El TLC, cuya primera ronda de negociación está prevista para octubre próximo en Costa Rica, es uno de los tres componentes del Acuerdo de Asociación que también incluye cooperación y diálogo político.
“Se pretende que se asegure el compromiso, de ambos bloques, de respetar los derechos laborales”, explicó el representante de la Central Sandinista de Trabajadores José Benito Escobar (CST), Róger Barrantes.
Para lograr su cometido, los sindicatos centroamericanos, de acuerdo a Barrantes, prevén aliarse con sus homólogos de la UE, bloque integrado por 27 naciones. “La idea es hacer movilizaciones (para hacer conciencia del tema) con los tomadores de decisiones”, planteó.

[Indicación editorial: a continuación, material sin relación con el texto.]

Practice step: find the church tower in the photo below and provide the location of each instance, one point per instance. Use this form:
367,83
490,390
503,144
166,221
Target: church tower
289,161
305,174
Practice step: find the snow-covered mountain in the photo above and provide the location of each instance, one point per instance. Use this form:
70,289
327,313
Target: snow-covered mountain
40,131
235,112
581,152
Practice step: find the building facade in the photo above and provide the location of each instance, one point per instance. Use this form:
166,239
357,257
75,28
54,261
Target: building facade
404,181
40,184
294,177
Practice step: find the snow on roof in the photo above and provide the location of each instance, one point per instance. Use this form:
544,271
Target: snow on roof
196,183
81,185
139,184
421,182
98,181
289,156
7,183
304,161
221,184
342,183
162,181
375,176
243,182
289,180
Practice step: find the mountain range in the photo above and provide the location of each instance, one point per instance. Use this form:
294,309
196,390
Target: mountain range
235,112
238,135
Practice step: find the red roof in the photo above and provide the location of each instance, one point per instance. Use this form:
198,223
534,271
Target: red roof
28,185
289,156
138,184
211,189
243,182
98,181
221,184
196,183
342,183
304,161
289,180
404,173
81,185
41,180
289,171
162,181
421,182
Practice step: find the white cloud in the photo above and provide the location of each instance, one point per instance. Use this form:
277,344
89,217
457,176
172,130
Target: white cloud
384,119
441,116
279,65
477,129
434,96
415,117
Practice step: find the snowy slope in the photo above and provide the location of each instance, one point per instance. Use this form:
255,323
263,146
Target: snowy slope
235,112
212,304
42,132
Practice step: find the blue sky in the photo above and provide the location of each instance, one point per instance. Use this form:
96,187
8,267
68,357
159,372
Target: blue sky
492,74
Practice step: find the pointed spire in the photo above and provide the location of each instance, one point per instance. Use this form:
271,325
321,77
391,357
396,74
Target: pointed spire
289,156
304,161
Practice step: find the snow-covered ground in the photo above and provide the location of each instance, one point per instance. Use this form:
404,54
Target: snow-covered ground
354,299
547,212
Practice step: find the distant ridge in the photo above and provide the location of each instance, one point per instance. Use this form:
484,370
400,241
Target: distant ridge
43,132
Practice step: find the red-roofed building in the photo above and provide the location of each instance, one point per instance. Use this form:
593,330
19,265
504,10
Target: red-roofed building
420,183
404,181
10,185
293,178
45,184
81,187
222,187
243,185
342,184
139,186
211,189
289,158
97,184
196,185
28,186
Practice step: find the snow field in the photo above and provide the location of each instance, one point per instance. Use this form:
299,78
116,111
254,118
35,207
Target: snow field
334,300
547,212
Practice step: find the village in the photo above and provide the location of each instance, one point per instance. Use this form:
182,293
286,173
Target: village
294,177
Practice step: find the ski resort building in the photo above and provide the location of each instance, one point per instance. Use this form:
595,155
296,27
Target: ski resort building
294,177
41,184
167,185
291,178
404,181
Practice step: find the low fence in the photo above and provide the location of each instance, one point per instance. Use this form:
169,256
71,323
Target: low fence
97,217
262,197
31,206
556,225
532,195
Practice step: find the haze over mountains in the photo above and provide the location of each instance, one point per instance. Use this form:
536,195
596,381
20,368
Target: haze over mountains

Especificó que en el capítulo laboral quieren que los gobiernos de Centroamérica y de la UE condicionen la Inversión Extranjera Directa (IED) a la generación de lo que llama “empleos decentes”.
Es decir, a la generación de empleos que garanticen buenas renumeraciones y la cobertura en seguridad social.
Los sindicatos también apuestan a que el acuerdo con la UE fomente inversiones responsables con el medio ambiente.
“Se deben establecer requisitos para la inversión, porque hay que proteger el medio ambiente, y así como hay que establecer estímulos para la inversión, hay que establecer sanciones si se violan las leyes laborales”, reiteró.
Esto implicará, según el líder sindical, que aquellas empresas que violen las leyes, asuman las multas y no el Estado.
“Porque al final seríamos los ciudadanos los que las terminaríamos asumiendo (las multas)”, apuntó.
Entre las centrales que apoyaron el planteamiento también está el Congreso Permanente de Trabajadores (CPT), de derecha, y el Frente Nacional de los Trabajadores (FNT), afín a la izquierda.